Maybe we need to differ from the JSON schema specification by not allowing an empty or true schema that validates everything? What would be the point of allowing such a schema? In that case, the user should just turn Schemaverse off.

rnowling-memphis avatar May 10 '23 09:05 rnowling-memphis

Adding @idanasulinmemphis and @avrhamNeeman . That's definitely not the desired behaviour

yanivbh1 avatar May 10 '23 10:05 yanivbh1

@rnowling-memphis, thanks for the clarification! We got the issue - every JSON structure will pass, even if not a JSON schema structure. We need to change the validation logic, which will only pass the validation if it's JSON schema structure.

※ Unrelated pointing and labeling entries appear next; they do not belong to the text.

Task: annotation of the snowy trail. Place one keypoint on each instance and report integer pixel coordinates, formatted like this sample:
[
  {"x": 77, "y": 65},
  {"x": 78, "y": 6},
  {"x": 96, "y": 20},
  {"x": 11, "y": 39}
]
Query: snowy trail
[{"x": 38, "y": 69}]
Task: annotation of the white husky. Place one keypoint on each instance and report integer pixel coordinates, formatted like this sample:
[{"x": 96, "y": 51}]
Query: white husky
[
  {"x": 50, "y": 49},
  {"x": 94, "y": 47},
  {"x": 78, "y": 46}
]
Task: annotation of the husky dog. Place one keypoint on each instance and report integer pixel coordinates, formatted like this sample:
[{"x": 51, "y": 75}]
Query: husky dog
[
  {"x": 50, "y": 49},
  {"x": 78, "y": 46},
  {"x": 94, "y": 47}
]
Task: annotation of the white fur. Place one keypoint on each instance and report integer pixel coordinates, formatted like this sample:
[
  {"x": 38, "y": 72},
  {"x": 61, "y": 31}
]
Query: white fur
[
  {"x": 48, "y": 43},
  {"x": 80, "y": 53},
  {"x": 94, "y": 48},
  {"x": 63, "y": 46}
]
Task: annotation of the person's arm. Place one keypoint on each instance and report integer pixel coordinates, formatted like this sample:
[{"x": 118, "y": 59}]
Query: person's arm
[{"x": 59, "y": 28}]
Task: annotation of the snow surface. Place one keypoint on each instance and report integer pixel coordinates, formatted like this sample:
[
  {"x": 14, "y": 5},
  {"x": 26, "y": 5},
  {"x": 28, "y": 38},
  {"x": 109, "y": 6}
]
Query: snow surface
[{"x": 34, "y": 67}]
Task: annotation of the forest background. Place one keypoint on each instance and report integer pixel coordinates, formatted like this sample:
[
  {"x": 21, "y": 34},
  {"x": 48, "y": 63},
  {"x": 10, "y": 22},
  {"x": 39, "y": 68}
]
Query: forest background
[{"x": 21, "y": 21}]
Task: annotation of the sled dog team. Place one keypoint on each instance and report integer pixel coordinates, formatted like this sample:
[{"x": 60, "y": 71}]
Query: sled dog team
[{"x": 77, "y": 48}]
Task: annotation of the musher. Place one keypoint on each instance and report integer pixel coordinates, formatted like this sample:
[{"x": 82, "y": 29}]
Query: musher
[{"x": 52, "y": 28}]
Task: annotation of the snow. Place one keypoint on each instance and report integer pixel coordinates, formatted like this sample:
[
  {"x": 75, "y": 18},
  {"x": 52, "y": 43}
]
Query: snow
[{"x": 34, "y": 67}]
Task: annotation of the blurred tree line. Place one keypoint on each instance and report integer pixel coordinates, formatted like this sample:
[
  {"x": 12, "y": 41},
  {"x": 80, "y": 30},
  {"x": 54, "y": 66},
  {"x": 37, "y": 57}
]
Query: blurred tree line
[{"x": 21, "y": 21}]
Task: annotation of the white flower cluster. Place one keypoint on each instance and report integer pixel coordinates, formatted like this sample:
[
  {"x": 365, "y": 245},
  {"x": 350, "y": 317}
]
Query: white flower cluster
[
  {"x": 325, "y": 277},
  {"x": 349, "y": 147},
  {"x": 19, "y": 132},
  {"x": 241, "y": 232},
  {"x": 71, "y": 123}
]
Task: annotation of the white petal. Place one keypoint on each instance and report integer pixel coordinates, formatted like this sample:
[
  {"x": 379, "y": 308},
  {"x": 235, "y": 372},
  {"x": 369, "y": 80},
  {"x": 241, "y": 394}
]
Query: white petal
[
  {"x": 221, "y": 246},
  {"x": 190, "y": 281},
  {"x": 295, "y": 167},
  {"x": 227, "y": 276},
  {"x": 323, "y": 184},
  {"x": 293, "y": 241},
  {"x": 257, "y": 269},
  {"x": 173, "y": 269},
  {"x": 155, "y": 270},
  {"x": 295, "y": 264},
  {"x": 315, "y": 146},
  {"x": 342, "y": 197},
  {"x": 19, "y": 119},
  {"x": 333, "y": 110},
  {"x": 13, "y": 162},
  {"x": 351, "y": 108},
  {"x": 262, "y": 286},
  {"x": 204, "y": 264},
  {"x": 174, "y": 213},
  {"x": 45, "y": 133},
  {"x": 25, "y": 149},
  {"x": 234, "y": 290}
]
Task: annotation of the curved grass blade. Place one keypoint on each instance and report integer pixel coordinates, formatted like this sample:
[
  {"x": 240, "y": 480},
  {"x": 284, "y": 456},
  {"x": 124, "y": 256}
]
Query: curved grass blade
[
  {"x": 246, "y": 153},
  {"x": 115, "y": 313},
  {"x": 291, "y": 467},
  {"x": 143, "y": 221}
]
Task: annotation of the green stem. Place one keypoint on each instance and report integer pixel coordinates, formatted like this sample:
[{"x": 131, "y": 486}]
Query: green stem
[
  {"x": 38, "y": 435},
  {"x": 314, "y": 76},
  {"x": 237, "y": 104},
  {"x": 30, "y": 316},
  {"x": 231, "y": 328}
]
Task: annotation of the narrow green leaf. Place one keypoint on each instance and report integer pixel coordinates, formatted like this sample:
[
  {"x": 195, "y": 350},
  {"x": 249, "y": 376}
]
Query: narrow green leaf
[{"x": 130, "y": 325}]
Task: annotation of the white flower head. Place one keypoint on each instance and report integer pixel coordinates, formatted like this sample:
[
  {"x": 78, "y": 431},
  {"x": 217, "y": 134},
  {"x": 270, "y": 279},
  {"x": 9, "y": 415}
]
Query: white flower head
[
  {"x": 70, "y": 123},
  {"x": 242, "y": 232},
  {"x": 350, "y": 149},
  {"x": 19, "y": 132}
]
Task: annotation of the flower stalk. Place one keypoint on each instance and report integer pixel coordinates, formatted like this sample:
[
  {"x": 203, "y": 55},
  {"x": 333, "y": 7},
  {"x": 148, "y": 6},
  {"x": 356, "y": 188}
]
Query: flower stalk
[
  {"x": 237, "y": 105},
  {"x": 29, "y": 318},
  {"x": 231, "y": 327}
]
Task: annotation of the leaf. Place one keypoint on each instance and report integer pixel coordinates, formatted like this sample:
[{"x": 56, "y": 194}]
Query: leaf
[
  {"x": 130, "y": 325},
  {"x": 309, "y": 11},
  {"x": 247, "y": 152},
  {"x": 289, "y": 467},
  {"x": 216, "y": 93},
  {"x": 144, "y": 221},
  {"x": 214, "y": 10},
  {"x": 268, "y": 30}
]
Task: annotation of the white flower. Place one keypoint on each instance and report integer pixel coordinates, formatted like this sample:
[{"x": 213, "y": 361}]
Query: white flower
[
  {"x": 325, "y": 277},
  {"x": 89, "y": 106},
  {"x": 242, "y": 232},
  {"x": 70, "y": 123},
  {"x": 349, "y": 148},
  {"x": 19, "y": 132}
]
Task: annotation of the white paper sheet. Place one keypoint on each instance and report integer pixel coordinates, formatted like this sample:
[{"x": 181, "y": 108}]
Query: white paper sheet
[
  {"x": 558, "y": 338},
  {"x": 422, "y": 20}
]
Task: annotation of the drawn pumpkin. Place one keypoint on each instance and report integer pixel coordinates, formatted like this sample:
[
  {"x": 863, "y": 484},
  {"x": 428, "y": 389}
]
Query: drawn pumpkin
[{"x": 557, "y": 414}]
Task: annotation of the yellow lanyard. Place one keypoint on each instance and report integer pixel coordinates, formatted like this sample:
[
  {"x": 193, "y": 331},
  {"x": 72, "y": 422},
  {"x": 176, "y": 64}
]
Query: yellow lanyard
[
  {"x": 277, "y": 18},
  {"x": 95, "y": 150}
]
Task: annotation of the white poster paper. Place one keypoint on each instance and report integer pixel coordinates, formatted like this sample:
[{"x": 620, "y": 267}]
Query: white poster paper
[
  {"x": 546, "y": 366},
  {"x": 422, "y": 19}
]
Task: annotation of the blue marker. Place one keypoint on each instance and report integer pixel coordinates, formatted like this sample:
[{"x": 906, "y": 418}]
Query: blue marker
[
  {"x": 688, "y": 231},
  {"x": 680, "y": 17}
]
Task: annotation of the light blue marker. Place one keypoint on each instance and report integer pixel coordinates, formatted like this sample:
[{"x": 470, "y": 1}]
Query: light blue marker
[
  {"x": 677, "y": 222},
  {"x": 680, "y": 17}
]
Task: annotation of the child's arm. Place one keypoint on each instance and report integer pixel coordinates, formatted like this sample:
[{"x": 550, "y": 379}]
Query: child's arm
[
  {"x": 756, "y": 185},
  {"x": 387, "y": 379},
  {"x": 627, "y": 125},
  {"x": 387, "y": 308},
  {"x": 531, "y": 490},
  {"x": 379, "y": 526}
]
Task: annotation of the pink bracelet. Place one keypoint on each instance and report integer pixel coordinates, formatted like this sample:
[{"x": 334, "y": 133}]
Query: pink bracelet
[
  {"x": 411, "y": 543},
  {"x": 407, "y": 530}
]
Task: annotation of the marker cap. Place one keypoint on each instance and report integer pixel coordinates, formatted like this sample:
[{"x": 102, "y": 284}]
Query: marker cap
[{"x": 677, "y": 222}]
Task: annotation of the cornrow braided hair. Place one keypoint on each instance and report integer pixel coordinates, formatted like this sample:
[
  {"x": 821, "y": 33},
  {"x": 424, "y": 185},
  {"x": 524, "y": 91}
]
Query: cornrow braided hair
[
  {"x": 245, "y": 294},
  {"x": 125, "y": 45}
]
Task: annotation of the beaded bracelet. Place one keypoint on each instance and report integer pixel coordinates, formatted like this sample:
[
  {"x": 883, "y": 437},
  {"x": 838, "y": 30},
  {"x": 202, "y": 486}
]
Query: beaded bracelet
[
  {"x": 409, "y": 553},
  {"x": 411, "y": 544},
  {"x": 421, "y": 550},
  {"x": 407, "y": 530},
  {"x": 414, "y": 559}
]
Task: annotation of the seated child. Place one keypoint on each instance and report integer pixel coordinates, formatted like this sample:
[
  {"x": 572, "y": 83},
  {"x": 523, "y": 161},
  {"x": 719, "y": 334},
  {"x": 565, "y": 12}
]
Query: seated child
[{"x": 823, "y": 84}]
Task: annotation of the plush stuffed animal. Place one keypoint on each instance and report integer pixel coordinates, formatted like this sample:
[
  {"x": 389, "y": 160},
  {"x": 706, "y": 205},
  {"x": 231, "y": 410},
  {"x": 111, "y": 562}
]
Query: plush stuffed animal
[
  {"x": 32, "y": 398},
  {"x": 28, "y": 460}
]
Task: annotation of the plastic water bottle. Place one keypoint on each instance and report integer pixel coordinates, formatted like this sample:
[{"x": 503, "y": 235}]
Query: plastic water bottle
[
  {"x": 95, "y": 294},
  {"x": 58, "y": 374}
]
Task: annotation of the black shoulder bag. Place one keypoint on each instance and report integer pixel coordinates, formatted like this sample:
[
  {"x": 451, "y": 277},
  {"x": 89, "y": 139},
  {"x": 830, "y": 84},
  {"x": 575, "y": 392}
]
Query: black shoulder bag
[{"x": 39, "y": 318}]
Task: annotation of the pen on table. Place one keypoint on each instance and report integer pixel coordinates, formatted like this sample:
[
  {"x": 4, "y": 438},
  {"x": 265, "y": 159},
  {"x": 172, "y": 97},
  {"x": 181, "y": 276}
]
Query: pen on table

avrhamNeeman avatar May 10 '23 11:05 avrhamNeeman

Thanks for your attention @rnowling-memphis. Json object is valid in json schema terms. so if I create schema for example: {"test":"test"} - this is a valid json schema but this schema does not have validation rules or constraints so each message can pass and you will not get errors. If you create json schema in this structure for example: { "$schema": "http://json-schema.org/draft-04/schema#", "type": "object", "properties": { "test": { "type": "string" } }, "required": ["test"] }

You will get errors according to the constraints of schema.

shohamroditimemphis avatar May 10 '23 14:05 shohamroditimemphis

@shohamroditimemphis I agree. I just don't think that's a great user experience. I think it should only accept a subset of valid schemas -- those that will actually do filtering. But it may be too difficult to accomplish.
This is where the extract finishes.